La giunta regionale, su proposta degli assessori alla Scuola e alle Politiche Sociali Ilaria Cavo e all’Edilizia Scolastica Marco Scajola, ha approvato lo stanziamento di oltre 5 milioni di euro, in riferimento all’annualità 2021 come prima quota di finanziamento del Fondo Nazionale per il Sistema integrato di educazione e di istruzione dalla nascita ai sei anni, con l’obiettivo di dare una risposta efficace alle famiglie liguri e valorizzare il sistema educativo, potenziando l’offerta dei nidi e delle scuole dell’infanzia.

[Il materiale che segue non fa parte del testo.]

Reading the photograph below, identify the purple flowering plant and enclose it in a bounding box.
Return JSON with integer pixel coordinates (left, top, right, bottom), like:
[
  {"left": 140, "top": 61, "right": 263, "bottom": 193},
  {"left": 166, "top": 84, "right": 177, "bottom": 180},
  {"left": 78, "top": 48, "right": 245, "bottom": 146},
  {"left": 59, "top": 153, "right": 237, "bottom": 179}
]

«La delibera si muove in una logica di continuità educativa dal nido alla scuola dell’infanzia con un evidente valore formativo, ma anche sociale – sottolinea l’assessore Cavo – Con questo stanziamento si potenzia la rete dei servizi educativi e si investe sulla formazione degli operatori. Anche per il 2021 Regione Liguria ha stanziato risorse regionali per oltre il 25% del finanziamento statale con i voucher centri estivi, il coordinamento pedagogico e il supporto ai nidi estivi. È stata una nostra scelta precisa agire in questa direzione per continuare a supportare le famiglie nella ripartenza dopo l’emergenza Covid, stanziando fondi il cui risultato è quello di non scaricare sui genitori i maggiori costi che le realtà devono supportare per garantire la sicurezza e salute dei bambini e degli operatori».

«Nell’assegnazione dei 5 milioni – aggiunge Cavo – si continua a tenere conto della spesa storica e dei servizi garantiti direttamente dai Comuni e dall’altro si ribadisce ai Comuni stessi che una quota dovrà essere trasferita ai nidi privati accreditati e scuole dell’infanzia private che, nel sistema da 0 a 6 anni, rappresentano una scelta per molte famiglie e garantiscono una maggiore copertura delle necessità».

«Mai come in questo momento è importante investire in strutture idonee e confortevoli per garantire a studenti, insegnanti ed operatori scolastici un ambiente idoneo – ha spiegato l’assessore Scajola – Al Tavolo Regionale dell’Edilizia stiamo lavorando per ulteriori finanziamenti che dovranno destinati al comparto dell’edilizia scolastica. Da non sottovalutare il fatto che una parte di questi fondi potranno consentire interventi di manutenzione scolastica e l’acquisto di arredi e attrezzature».